In a steady calculation, the run is then complete; but in a transient calculation, the computation then progresses to the next time step. LSWEEP is inactive for parabolic calculations ( ie. PARAB=T), for which, by the nature of the calculation , only one solution sweep is required.
Thus, for a steady non-parabolic calculation in which FSWEEP retains its default setting of unity, LSWEEP is the number of solution sweeps to be performed in the run. If FSWEEP has been set to a finite value, for a restarted ( see RESTRT ) run, the number of sweeps to be performed will be LSWEEP-FSWEEP+1 .
For a transient run, FSWEEP will always be unity, LSWEEP is then the number of sweeps to be performed at each time step. Further, if any of the variables are solved whole field (ie. Y entered in the fourth argument of SOLUTN), LSWEEP should never be less than 2, because the effects of the whole-field solver are only felt at the beginning of the second sweep.

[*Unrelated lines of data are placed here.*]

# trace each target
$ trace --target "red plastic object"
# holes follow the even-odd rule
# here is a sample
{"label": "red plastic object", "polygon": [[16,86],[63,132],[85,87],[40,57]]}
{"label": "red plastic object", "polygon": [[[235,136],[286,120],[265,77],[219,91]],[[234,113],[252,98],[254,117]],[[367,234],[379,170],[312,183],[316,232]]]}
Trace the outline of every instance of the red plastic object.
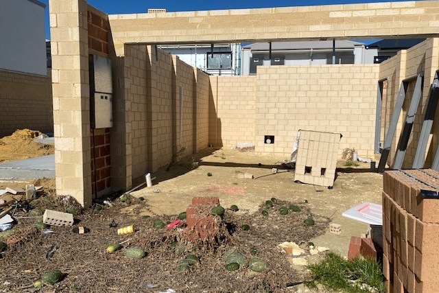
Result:
{"label": "red plastic object", "polygon": [[171,228],[175,227],[176,226],[177,226],[180,223],[181,223],[181,220],[176,220],[175,221],[174,221],[173,222],[171,222],[171,224],[167,225],[167,227],[171,229]]}

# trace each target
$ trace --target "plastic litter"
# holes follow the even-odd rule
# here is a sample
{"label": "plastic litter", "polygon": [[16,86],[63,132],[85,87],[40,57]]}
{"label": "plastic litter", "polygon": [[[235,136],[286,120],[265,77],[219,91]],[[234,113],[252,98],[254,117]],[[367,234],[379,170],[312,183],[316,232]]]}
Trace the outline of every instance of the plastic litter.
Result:
{"label": "plastic litter", "polygon": [[5,231],[12,228],[12,224],[3,224],[0,225],[0,231]]}
{"label": "plastic litter", "polygon": [[110,207],[112,207],[112,204],[110,202],[110,200],[104,200],[104,204],[108,205]]}

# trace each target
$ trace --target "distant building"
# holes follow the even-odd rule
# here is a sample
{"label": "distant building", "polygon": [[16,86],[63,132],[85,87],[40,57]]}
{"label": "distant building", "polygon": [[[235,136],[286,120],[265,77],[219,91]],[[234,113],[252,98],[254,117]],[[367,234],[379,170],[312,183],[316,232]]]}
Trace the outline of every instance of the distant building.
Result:
{"label": "distant building", "polygon": [[381,40],[366,46],[366,49],[370,52],[374,52],[374,63],[381,63],[396,55],[399,51],[409,49],[424,40],[425,40],[425,38]]}
{"label": "distant building", "polygon": [[158,47],[209,74],[240,75],[241,44],[167,45]]}
{"label": "distant building", "polygon": [[36,0],[0,1],[0,70],[47,74],[45,7]]}
{"label": "distant building", "polygon": [[271,48],[269,43],[256,43],[243,46],[241,55],[243,75],[256,74],[258,65],[367,64],[373,60],[364,44],[350,40],[335,40],[335,46],[332,40],[273,42]]}

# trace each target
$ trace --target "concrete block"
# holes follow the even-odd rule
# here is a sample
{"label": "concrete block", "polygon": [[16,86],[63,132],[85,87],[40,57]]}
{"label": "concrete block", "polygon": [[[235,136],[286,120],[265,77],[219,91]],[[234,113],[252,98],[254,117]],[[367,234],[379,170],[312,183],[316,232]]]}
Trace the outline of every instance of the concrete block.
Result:
{"label": "concrete block", "polygon": [[69,213],[47,209],[43,215],[43,222],[48,225],[73,226],[73,215]]}

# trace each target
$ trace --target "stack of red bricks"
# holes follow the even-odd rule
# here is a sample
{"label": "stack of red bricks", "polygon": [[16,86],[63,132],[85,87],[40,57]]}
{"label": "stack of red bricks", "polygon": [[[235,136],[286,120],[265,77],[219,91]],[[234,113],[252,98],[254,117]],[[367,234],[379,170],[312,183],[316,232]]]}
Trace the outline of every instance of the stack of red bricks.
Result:
{"label": "stack of red bricks", "polygon": [[187,229],[190,231],[189,237],[192,242],[214,239],[217,236],[216,218],[211,210],[219,205],[218,198],[192,198],[192,204],[186,209]]}
{"label": "stack of red bricks", "polygon": [[383,271],[388,292],[439,292],[439,172],[386,171]]}

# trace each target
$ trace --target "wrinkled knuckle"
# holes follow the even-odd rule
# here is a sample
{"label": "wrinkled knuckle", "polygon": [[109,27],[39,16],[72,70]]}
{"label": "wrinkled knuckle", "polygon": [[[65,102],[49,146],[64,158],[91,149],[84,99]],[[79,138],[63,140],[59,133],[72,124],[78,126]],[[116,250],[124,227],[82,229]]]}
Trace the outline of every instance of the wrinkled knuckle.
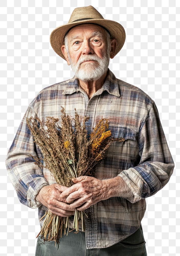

In many transient runs it can be helpful to perform more iterative sweeps on the first time step than on subsequent steps. Similarily, if a boundary condition changes, it may be helpful to perform more sweeps on that step.
Inform provides a method doing this, using constructs like:
save15begin
(store1 of lsweep is 10 with if(tim.gt.10.and.tim.le.20))
save15end
which would set the number of sweeps to 10 for all steps where the current time (tim) was between 10 and 20 seconds. Outside this period, the number of sweeps would be that assigned to LSWEEP.
The VR-Editor Main Menu, Numerics panel allows up to 15 bands of sweep settings to be made, based on time or timestep number.
For both steady and transient cases, the succession of iterative sweeps
will be terminated before LSWEEP is reached, if the total sum of the absolute
residuals for all cells in the integration domain becomes less than RESREF(phi)
for all phis solved.
See also PHENC entries:
DISTANCE
from the WALL and
LVEL Turbulence
Model
LWALL....is a PATCH type used in group 13 in conjunction with COVAL for representing the sources resulting from a wall at the low faces of the cells identified by PATCH.